It has been my habit to try and use braces over brackets under the assumption that it is somehow nicer, even though it is often less transparent.
Now that I question that assumption, it seems to have nothing in its favour, and plenty against it. Perhaps I'm overlooking something, but here's how I see it.
Lower processing cost?
At some level, this is what I often imagined, but (in version 2) the opposite seems to be true.
Documentation wrote:For a basic shape adjustment the parser tosses the accumulated transform matrix when it sees the '}' and builds the affine transform matrix by combining the stored adjustments in the TRSSF order. For ordered shape adjustments the parser outputs the accumulated affine transform matrix when it sees the ']'.
Pedagogy. Easier for beginners and mathophobes?
There is no order independent interpretation of a set of transformations, or even a neutral one.
Recognising that order matters is fundamental to any understanding of what's going on, and pretending it is some esoteric detail that one can set aside does not facilitate progress elsewhere.
For anyone wishing to follow the actual order of composition, the code is misleading. You need the TRSKF decoder ring.
Dropping duplicates reinforces the same message; that this is not a cumulative process, and adjustments are really just attributes which are replaced by subsequent definitions. (Maybe they were, originally)
Anyone expecting two steps to count as two steps will have to discard their intuition here, and probably suffer generalised doubts where they could be forging ahead.
Reducing the correspondence between code and results only impedes the process of discovery.
What counts as error if you don't know the difference? You can cut-and-paste mystery code just as well or badly either way.
To anyone actually aiming for some result, mistakes should be announced by letting the code's effects be expressed.
Silently modifying the code only makes mistakes harder to locate and correct.
Compatibility with legacy code. OK, but let's move on to version 3.
First, note that version 2 syntax is still available for now, so version 3 syntax is only required to combine it with new functionality.

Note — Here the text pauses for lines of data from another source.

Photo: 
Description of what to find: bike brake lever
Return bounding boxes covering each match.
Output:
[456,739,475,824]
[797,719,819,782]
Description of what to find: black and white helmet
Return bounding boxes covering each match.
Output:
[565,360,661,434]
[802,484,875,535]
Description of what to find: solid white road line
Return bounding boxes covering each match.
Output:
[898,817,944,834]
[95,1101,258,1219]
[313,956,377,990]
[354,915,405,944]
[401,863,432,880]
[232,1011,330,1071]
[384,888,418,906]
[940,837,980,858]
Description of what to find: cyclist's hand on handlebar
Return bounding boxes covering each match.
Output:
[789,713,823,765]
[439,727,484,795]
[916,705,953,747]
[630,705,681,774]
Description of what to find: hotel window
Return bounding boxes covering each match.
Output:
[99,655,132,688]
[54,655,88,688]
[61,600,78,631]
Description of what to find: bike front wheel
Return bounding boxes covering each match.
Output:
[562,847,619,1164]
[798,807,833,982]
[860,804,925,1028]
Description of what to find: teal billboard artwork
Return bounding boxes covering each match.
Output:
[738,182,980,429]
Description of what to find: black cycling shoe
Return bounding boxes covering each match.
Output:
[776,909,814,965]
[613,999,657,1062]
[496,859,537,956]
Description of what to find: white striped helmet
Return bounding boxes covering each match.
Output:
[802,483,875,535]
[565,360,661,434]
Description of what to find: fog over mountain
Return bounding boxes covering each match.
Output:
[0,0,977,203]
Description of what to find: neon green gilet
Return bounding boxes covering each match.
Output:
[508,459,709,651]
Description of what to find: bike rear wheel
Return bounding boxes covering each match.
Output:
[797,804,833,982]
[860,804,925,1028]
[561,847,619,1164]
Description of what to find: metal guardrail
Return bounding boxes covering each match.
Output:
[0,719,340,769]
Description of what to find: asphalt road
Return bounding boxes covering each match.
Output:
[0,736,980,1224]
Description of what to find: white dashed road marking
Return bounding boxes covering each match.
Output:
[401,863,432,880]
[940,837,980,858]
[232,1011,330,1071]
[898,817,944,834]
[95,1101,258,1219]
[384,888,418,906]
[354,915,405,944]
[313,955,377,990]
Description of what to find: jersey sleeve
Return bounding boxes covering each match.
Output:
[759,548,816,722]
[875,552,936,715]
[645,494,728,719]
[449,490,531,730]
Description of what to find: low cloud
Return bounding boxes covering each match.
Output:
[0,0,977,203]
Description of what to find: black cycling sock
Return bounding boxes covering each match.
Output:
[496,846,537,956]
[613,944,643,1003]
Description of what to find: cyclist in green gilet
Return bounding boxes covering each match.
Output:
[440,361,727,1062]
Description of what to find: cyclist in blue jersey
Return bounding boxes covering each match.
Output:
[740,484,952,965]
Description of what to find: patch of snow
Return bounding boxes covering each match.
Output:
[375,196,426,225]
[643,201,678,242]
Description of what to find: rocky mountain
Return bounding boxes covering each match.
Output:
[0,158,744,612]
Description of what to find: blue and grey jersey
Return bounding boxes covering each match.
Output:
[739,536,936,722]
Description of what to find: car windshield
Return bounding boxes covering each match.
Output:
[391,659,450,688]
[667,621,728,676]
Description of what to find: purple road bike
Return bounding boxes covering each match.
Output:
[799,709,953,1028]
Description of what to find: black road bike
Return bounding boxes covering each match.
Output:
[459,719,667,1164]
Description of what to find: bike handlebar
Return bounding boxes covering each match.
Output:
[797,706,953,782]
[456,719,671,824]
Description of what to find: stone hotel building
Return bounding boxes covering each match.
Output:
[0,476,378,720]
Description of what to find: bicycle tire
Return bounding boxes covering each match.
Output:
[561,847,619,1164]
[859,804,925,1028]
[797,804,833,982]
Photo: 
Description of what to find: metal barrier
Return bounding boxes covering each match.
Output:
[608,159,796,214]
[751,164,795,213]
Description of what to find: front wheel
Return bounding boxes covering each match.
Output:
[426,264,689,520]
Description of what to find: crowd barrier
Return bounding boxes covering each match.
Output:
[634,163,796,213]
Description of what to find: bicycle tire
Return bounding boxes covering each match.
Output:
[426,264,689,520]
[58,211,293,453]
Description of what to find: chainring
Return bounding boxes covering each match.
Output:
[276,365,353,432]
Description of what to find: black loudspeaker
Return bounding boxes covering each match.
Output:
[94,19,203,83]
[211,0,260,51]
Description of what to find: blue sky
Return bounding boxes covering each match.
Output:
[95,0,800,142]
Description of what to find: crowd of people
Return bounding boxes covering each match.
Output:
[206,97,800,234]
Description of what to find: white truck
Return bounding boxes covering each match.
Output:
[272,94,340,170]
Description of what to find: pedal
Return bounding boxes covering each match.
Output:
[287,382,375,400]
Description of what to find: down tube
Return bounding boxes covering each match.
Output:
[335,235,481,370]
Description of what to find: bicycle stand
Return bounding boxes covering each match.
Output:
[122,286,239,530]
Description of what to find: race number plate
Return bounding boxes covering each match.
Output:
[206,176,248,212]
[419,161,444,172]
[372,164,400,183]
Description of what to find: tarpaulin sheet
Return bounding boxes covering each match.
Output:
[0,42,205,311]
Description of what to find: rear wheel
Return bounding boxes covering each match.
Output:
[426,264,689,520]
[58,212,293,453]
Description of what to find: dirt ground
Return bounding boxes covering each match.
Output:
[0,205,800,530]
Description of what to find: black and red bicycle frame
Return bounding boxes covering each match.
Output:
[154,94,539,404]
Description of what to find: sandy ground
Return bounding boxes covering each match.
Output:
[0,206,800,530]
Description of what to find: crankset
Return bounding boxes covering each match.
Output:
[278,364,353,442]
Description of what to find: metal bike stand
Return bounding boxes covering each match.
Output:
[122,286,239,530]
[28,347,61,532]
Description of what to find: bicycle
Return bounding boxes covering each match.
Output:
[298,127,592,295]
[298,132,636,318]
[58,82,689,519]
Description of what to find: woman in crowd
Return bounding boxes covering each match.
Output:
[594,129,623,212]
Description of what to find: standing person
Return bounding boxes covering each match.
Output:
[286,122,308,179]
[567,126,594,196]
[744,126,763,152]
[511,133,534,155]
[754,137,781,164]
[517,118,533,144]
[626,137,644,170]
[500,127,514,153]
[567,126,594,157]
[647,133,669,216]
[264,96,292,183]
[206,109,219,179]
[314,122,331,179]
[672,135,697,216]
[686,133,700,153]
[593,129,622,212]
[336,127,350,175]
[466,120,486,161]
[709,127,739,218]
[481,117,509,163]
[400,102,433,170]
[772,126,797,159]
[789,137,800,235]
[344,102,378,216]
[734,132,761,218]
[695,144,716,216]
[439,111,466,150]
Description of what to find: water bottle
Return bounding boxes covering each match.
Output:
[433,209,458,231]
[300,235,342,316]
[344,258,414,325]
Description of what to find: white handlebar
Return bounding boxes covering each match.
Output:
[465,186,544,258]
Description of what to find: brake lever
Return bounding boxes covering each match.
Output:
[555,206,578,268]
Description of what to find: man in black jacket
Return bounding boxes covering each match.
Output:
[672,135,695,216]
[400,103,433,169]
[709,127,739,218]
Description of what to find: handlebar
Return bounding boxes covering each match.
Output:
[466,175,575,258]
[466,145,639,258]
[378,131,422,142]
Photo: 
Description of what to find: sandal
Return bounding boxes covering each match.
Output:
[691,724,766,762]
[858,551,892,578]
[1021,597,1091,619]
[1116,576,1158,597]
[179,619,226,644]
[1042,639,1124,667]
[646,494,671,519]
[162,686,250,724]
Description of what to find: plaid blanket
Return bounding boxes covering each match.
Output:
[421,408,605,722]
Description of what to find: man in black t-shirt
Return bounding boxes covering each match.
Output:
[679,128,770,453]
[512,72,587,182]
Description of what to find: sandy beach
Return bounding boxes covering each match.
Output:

But it seems to me that users seeking advanced functionality will be less interested in default ordering.
If version 2 syntax is ever phased out, older code will have to be rewritten regardless, so why not write adjustments in their effective order rather than preserve obfuscation?
Assuming that default ordering is retained in Version 3, the new syntax seems rather odd.
Why is ordering represented by operators?
It is generally meaningless to combine both systems within a single adjustment group:
What's the canonical position of an adjustment amongst cons-ordered adjustments?
Any system for reconciling them would be needlessly complex compared with just consing them correctly in the first place.
It seems to me that re-ordering must be a single function or parsing mode over the whole group, in which case the tidiest syntax would be a keyword/symbol either before, or first within, the group braces.
My real motivation for raising this issue stems from the punctuation increase in version 3, but I wanted to address this first, and maybe focus on syntax in a separate discussion.